XML.com: XML From the Inside Out
oreilly.comSafari Bookshelf.Conferences.

advertisement

Solr: Indexing XML with Lucene and REST

August 09, 2006

Solr (pronounced "solar") builds on the well-known Lucene search engine library to create an enterprise search server with a simple HTTP/XML interface. Using Solr, large collections of documents can be indexed based on strongly typed field definitions, thereby taking advantage of Lucene's powerful full-text search features. This article describes Solr's indexing interface and its main features, and shows how field-type definitions are used for precise content analysis.

Solr began at CNET Networks, where it is used to provide high-relevancy search and faceted browsing capabilities. Although quite new as a public project (the code was first published in January 2006), it is already used for several high-traffic websites.

The project is currently in incubation at the Apache Software Foundation (ASF). This means that it is a candidate for becoming an official project of the ASF, after an observation phase during which the project's community and code are examined for conformity to the ASF's principles (see the incubator homepage for more info).

Solr in Ten Minutes

The tutorial provided on the Solr website gives a good overview of how Solr works and integrates with your system.

To run Solr, you'll need a Java 1.5 virtual machine and, optionally, a scripting environment (a bash shell, or Cygwin if you're running Windows) to run the provided utility and test scripts.

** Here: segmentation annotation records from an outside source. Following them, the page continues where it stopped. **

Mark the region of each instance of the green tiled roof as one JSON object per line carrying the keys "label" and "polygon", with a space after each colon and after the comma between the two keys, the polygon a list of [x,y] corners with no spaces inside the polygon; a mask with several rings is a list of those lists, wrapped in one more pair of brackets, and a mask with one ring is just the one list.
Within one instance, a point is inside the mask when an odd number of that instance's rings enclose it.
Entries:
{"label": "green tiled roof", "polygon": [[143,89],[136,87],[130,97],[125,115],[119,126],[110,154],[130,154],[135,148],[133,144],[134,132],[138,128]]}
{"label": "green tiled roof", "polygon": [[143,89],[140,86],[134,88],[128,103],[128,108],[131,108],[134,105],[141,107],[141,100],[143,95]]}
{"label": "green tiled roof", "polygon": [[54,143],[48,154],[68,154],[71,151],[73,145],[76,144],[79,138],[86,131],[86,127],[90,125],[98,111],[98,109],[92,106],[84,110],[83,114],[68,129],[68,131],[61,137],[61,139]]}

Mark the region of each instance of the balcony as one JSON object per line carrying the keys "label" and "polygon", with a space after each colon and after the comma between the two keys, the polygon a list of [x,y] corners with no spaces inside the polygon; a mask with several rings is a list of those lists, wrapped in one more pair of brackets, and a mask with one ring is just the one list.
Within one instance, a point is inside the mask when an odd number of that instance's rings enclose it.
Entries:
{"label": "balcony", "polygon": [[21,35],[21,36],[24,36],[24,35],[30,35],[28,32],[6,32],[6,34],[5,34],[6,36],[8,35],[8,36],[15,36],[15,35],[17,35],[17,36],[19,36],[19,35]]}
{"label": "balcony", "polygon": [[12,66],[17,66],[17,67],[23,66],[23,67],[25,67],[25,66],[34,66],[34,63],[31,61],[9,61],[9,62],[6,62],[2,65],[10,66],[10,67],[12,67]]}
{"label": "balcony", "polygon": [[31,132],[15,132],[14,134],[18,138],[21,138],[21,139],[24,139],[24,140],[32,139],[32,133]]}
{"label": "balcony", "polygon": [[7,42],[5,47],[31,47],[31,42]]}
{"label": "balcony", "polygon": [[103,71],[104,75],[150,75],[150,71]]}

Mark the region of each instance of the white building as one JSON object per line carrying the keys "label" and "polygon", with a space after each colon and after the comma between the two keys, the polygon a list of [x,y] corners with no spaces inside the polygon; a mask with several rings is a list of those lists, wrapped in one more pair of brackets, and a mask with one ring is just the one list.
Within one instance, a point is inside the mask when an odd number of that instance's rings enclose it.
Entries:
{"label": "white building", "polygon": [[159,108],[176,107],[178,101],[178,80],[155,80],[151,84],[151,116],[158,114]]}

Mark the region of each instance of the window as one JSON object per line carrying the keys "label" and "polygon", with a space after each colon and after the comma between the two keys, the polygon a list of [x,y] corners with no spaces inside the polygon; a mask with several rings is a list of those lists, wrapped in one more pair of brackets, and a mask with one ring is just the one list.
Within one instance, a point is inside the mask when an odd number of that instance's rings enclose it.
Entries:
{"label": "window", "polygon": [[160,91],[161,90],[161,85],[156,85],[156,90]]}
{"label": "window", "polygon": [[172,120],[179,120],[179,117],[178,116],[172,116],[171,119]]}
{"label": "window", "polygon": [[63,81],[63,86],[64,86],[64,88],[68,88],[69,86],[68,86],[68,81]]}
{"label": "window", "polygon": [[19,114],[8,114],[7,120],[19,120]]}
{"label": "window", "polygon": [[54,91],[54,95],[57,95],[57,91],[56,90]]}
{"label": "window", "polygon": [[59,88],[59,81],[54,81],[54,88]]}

The HTTP/XML interface of the indexer has two main access points: the update URL, which maintains the index, and the select URL, which is used for queries. In the default configuration, they are found at:

  • http://localhost:8983/solr/update
  • http://localhost:8983/solr/select

To add a document to the index, we POST an XML representation of the fields to index to the update URL. The XML looks like the example below, with a <field> element for each field to index. Such documents represent the metadata and content of the actual documents or business objects that we're indexing. Any data is indexable as long as it can be converted to this simple format.

<add>
  <doc>
    <field name="id">9885A004</field>
    <field name="name">Canon PowerShot SD500</field>
    <field name="category">camera</field>
    <field name="features">3x optical zoom</field>
    <field name="features">aluminum case</field>
    <field name="weight">6.4</field>
    <field name="price">329.95</field>
  </doc>
</add>

The <add> element tells Solr that we want to add the document to the index (or replace it if it's already indexed), and with the default configuration, the id field is used as a unique identifier for the document. Posting another document with the same id will overwrite existing fields and add new ones to the indexed data.

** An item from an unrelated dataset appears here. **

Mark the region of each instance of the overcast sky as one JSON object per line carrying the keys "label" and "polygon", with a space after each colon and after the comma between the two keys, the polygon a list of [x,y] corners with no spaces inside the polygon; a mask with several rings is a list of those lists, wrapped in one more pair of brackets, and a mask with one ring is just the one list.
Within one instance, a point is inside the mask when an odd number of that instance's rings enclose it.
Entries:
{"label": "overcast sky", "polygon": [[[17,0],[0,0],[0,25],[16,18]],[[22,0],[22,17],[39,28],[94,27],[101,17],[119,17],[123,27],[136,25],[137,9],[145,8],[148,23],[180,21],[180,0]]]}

Note that the added document isn't yet visible in queries. To speed up the addition of multiple documents (an <add> element can contain multiple <doc> elements), changes aren't committed after each document, so we must POST an XML document containing a <commit> element to make our changes visible.

This is all handled by the post.sh script provided in the Solr examples, which uses curl to do the POST. Clients for several languages (Ruby, PHP, Java, Python) are provided on the Solr wiki, but, of course, any language that can do an HTTP POST will be able to talk to Solr.

Once we have indexed some data, an HTTP GET on the select URL does the querying. The example below searches for the word "video" in the default search field and asks for the name and id fields to be included in the response.

$ export URL="http://localhost:8983/solr/select/"
$ curl "$URL?indent=on&q=video&fl=name,id"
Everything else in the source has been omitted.